It is known that a finite dimensional Hopf algebra $H$ over a field $k$ is a Frobenius algebra. Thus there is an isomorphism $H \cong H^\ast$ of left $H$-modules.
Question: Is it possible to write down such an isomorphism entirely in terms of the Hopf algebra, i.e. by product, coproduct, unit, counit and involution ?
This isn't an answer but a lengthy comment.
The proofs for the $H$-modul ismorphism $H \cong H^\ast$ I know of use (some variant of) the $H$-module isomorphism $I_L(H^\ast) \otimes_k H \cong H^\ast$ where $$I_L(H^\ast) = \lbrace g \in H^\ast \mid \forall f\in H^\ast: f\ast g = f(1) \cdot g \rbrace$$ is the space of left integrals of $H^\ast$ ($f \ast g$ is the convolution). A dimension argument shows that $I_L(H^\ast)$ is one-dimensional. If $\lambda$ is a non-zero left integral then $I_L(H^\ast) = k\cdot \lambda \cong k$ yields $H \cong H^\ast$ as left $H$-modules. This is just the isomorphism described by darij.

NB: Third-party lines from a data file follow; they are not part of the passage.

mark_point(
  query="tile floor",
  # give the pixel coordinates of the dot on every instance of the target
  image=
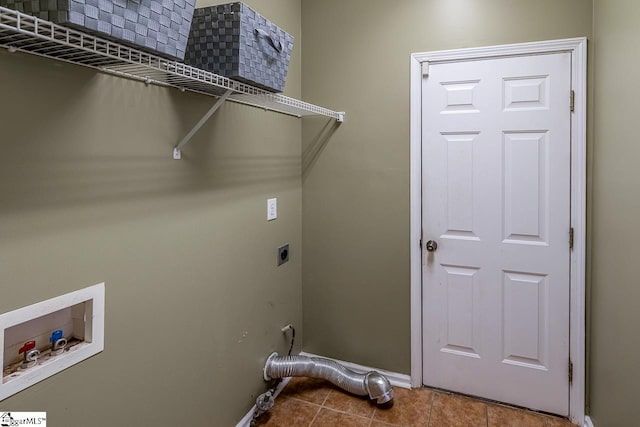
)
(313, 402)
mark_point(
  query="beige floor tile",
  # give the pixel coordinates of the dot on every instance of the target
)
(456, 411)
(410, 408)
(308, 389)
(330, 418)
(345, 402)
(288, 413)
(502, 416)
(558, 422)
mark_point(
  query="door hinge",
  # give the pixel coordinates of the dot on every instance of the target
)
(570, 372)
(425, 69)
(572, 101)
(571, 238)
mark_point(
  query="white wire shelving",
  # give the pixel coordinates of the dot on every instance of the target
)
(20, 32)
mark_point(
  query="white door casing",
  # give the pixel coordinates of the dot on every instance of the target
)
(497, 288)
(496, 198)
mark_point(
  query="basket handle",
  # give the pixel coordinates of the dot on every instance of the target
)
(274, 43)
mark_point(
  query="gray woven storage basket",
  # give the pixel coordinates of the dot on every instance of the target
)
(235, 41)
(159, 26)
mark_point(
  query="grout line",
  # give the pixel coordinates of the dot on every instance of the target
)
(320, 409)
(486, 413)
(433, 397)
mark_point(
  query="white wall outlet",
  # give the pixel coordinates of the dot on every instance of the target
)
(272, 209)
(77, 317)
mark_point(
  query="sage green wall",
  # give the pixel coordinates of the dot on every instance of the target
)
(89, 193)
(615, 341)
(356, 279)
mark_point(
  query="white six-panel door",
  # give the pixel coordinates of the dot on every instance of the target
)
(496, 200)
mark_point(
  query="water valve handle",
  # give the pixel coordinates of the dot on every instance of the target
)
(55, 336)
(29, 345)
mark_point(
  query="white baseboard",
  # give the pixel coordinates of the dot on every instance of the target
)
(396, 379)
(246, 420)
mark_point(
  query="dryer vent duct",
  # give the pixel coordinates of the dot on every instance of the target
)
(372, 383)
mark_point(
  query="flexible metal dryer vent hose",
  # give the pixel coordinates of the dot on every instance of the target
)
(374, 384)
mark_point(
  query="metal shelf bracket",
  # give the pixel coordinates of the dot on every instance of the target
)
(177, 154)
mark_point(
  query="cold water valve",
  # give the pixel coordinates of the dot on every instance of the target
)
(58, 342)
(31, 354)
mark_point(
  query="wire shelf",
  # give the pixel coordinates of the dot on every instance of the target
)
(26, 33)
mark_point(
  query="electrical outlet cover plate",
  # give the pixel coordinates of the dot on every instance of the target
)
(283, 254)
(272, 209)
(80, 313)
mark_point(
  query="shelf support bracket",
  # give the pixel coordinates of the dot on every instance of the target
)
(177, 154)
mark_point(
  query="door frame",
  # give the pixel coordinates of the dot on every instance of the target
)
(419, 65)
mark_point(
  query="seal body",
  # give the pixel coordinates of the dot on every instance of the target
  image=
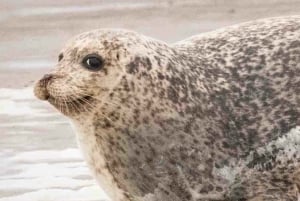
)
(213, 117)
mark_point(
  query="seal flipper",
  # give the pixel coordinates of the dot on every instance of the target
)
(281, 183)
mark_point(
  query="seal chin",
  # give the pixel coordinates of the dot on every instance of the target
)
(72, 106)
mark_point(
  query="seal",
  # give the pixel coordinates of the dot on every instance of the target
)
(212, 117)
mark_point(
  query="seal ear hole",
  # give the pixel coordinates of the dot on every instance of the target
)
(60, 56)
(93, 62)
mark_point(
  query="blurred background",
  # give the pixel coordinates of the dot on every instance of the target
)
(38, 152)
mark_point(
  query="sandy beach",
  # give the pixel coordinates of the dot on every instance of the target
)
(40, 160)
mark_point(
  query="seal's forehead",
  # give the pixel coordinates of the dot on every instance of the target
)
(102, 39)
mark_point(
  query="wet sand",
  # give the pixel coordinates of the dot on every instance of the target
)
(38, 151)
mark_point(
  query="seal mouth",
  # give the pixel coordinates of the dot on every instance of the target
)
(72, 105)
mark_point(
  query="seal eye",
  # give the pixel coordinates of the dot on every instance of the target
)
(93, 62)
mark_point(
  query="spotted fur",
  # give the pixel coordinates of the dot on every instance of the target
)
(213, 117)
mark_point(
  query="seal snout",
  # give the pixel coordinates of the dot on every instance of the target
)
(40, 89)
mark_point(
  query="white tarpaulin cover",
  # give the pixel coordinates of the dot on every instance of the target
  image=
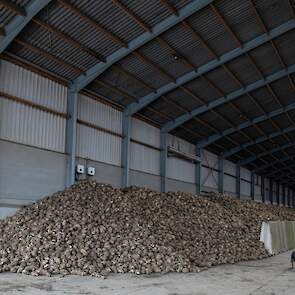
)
(278, 236)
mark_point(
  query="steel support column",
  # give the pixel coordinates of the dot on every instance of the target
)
(253, 186)
(262, 189)
(125, 155)
(278, 193)
(198, 172)
(271, 190)
(163, 161)
(220, 174)
(238, 181)
(71, 134)
(284, 194)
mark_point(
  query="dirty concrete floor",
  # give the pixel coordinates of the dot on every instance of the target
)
(271, 276)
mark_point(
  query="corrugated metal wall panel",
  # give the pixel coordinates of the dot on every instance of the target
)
(209, 178)
(209, 159)
(146, 133)
(144, 159)
(229, 184)
(22, 83)
(27, 125)
(97, 145)
(181, 145)
(99, 114)
(180, 170)
(245, 174)
(245, 188)
(229, 167)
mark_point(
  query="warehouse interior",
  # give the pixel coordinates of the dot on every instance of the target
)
(195, 96)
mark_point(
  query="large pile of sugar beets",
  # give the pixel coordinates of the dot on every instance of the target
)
(93, 229)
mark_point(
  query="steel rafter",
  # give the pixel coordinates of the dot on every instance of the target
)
(144, 101)
(260, 139)
(141, 40)
(266, 166)
(225, 99)
(268, 152)
(20, 21)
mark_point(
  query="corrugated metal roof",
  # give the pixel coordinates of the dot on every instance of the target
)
(95, 30)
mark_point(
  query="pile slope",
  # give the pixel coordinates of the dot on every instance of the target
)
(93, 229)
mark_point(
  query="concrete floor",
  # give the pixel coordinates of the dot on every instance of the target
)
(271, 276)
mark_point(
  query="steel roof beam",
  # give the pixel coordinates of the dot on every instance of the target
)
(13, 7)
(20, 21)
(282, 160)
(228, 98)
(260, 139)
(214, 137)
(268, 152)
(83, 80)
(219, 61)
(279, 170)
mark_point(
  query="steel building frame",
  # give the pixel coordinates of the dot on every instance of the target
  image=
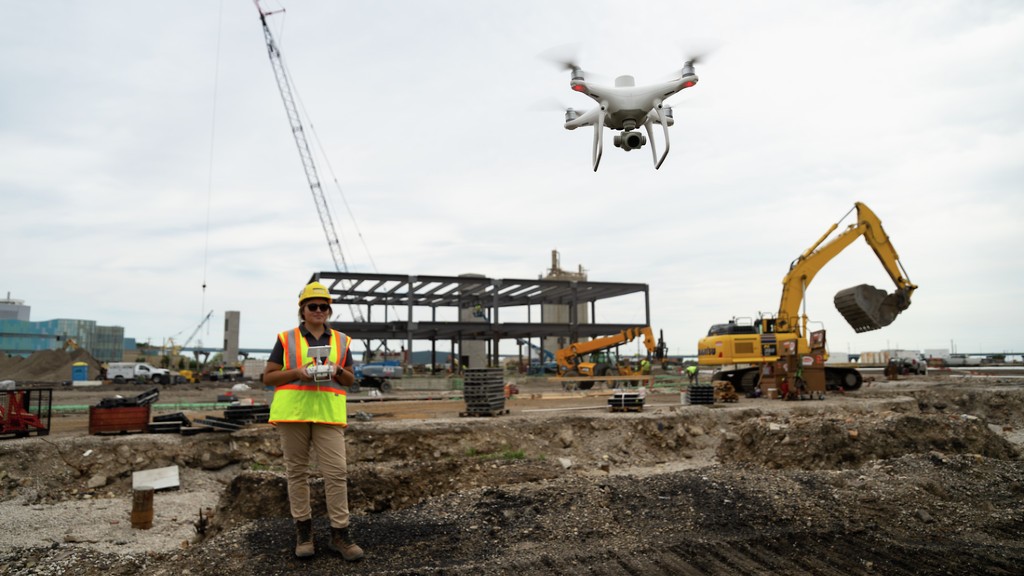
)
(371, 296)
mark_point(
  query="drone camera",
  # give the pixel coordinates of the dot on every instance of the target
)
(630, 140)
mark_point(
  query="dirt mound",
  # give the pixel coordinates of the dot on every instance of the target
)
(815, 443)
(46, 366)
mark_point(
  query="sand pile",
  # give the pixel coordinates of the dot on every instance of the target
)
(46, 366)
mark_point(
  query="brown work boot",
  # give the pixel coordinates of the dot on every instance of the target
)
(304, 538)
(342, 543)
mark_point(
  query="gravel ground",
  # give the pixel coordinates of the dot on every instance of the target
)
(910, 478)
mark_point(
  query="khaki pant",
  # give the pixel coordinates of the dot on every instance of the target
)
(329, 443)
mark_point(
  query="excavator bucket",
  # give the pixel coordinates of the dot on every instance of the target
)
(866, 307)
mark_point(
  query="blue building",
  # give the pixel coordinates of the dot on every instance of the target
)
(20, 336)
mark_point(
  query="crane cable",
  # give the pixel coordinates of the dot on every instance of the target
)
(209, 177)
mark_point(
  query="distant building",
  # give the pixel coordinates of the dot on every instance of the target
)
(20, 336)
(13, 310)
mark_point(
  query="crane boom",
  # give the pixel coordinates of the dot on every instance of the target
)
(285, 87)
(198, 328)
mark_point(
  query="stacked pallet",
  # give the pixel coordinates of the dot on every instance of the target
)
(700, 394)
(483, 389)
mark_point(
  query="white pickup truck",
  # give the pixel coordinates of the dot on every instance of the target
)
(137, 371)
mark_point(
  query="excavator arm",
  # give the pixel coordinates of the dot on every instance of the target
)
(568, 357)
(864, 306)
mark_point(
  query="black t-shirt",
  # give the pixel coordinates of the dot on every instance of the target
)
(278, 355)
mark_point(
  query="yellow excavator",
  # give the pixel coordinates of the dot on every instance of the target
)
(863, 306)
(573, 361)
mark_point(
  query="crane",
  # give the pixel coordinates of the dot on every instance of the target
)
(285, 87)
(198, 328)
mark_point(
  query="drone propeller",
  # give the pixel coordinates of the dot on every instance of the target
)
(565, 56)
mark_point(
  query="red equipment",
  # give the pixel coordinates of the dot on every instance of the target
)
(22, 411)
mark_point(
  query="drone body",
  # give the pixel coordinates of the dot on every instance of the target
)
(626, 107)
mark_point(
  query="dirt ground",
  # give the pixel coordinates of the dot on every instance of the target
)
(921, 476)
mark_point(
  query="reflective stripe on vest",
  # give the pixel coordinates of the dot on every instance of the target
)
(310, 402)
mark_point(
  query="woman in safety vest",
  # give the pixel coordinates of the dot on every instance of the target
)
(309, 412)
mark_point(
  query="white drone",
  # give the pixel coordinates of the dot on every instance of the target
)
(626, 107)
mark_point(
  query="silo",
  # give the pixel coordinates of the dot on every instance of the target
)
(231, 323)
(559, 314)
(473, 353)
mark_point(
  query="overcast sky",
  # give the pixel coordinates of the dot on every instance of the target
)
(146, 152)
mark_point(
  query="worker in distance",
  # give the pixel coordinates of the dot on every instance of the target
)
(310, 368)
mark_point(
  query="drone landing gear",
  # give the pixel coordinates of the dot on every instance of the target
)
(598, 137)
(663, 119)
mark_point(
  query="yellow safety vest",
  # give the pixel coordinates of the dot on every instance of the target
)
(323, 403)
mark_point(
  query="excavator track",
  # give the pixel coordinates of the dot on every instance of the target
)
(866, 307)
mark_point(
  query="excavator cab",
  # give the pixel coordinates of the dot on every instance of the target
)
(866, 307)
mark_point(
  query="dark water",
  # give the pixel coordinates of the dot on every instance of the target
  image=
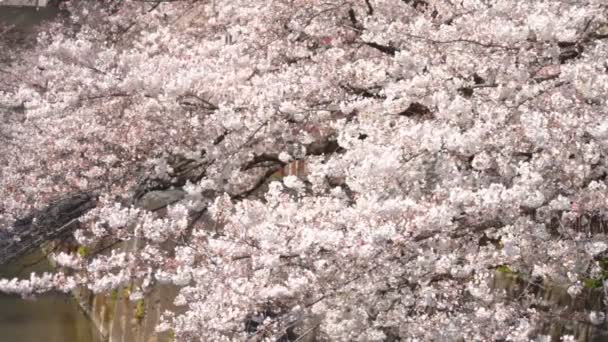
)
(25, 18)
(52, 317)
(49, 318)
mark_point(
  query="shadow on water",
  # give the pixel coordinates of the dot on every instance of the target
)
(53, 317)
(25, 18)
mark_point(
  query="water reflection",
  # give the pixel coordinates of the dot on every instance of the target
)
(52, 317)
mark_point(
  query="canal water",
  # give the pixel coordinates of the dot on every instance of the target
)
(53, 317)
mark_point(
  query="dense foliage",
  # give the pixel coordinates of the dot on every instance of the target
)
(442, 140)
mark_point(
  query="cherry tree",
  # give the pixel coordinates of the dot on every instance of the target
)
(442, 141)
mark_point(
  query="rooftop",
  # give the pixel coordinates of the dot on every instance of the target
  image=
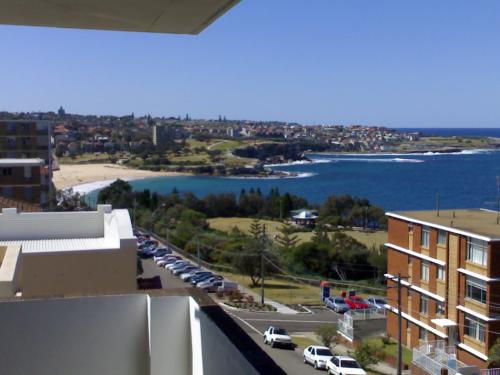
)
(65, 231)
(174, 16)
(20, 162)
(479, 222)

The problem is that the proof doesn't yield a formula for such a $\lambda$. Choose a $k$-basis $\lbrace e_1=1,e_2,...,e_n\rbrace$ of $H$ and suppose $\Delta(e_k) = \sum_{i,j}d_{ij}^{(k)}\cdot e_i \otimes e_j$. Set $D^{(k)} = (d_{ij}^{(k)}-\delta_{i,1}\cdot \delta_{kj})_{i,j=1,\dots,n}$. Expressing $\lambda$ as linear combination of the dual basis then leads to the system of linear equations $D^{(k)} x = 0$ $(k=1,...,n)$. As pointed out by Mariano it has a unique solution (up to scalars). Again, this is no closed formula, but it can be used in practise to compute integrals.